Books are a way in which I use to cope with things. Sometimes life gets too hard and I can't think clearly, so I pick up a book and get lost within it for a while. This allows me to calm down and clear my head so that I am able to figure out how to solve my problems. You see, books can often be seen as a doorway to another world. Even books set in the world we live in can seem so different from the world as we know it. Every book can have some sort of magic, proper magic like in Harry Potter or some sort of magic that a person has inside of them that they do not know they have.

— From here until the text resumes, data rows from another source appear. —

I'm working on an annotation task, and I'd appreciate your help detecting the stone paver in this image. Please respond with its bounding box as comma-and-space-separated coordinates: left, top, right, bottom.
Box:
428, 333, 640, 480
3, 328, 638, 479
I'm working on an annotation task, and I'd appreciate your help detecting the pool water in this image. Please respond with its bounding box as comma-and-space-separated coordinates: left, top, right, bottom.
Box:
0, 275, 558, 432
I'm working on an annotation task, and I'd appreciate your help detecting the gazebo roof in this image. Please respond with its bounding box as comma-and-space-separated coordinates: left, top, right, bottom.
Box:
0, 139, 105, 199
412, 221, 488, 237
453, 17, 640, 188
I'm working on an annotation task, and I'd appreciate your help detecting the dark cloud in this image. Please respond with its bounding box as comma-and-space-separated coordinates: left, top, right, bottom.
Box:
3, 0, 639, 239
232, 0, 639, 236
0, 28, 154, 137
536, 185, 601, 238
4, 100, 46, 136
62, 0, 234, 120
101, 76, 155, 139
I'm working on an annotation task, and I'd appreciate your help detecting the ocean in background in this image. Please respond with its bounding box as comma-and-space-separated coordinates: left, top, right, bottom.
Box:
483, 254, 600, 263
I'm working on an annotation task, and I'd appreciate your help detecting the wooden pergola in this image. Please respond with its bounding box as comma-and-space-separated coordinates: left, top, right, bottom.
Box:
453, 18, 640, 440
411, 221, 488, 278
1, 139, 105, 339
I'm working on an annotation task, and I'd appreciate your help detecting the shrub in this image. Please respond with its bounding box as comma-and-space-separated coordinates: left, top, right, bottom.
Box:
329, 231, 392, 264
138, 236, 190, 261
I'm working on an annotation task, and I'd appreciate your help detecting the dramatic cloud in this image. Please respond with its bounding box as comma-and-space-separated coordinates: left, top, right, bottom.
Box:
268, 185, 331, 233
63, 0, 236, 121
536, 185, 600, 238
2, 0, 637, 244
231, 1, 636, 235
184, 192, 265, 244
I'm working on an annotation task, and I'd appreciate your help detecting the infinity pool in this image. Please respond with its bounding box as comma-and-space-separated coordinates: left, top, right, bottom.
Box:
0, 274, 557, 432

Books can also give possible solutions to our own problems that we do not know or have even thought about. The problems faced by characters can often be problems that we face every day. Authors sometimes take their own problems, insert them into novels and then figure out a way to solve them all at the same time. In some way, authors are magicians in their own rights. To be able to transport someone into another world just by using words is a very magical and amazing thing to do. I hope to become an author one day and allow my books to have the same effect.
Some authors, such as Professor Tolkien and Mr. Lewis, have even gone into so much detail and created timelines and complex histories for their novels. I find that can also help immerse me in their worlds. Though, sometimes just reading a novel can often transport me into another world. However, the more understanding I have of their world, the more I can get fully lost in the world that the author is trying to transport me to. Picking up a book often helps in times of need and when things are rough. Sometimes I just want to be transported to another world and get lost in it because I have the time. I really do need to read more, I know I do but I have to be able to concentrate on the word that I am entering. There isn't much point picking up a book to read if I cannot get lost in the book. To me, it just feels like I am reading empty words. I want to be able to see the world I am in, feel the characters emotions. Sometimes I really do just want to feel someone else's emotions... even if they are similar to mine because everyone reacts differently to the same emotions and that is something we all know.
When I was younger and read the books, I never appreciated just what an impact that books could have on a person... Well, on me. It was only when I hit the latter half of my teenage years that I began to realize just how much books can do. They no longer were a pile of paper made up of just words: they became words with meaning, with messages, and that doorway to another world that I have told you about. Books are magical and I wish that I'd discovered that sooner because being able to read books is something that we should never take for granted. Without books we wouldn't have had some of the great classics that have spanned for generations. Some books can be a way of understanding the times our relatives grew up in. The Malory Towers books by Enid Blyton is a series that I love to read, and they were first published between 1946 and 1951 (I should add, however, that six more books were published in 2009 written by Pamela Cox), but this meant that my grandmothers and my mother would have read them too. Books aren't just a way of escaping to a whole new world, but sometimes they also connect us to the older generation. Who we seem to struggle connecting with at times.
And that is why I am so grateful to have books. Thank you to the authors who have put so much time into writing their books so people like me can escape and get lost in new worlds or return to places that feel like home.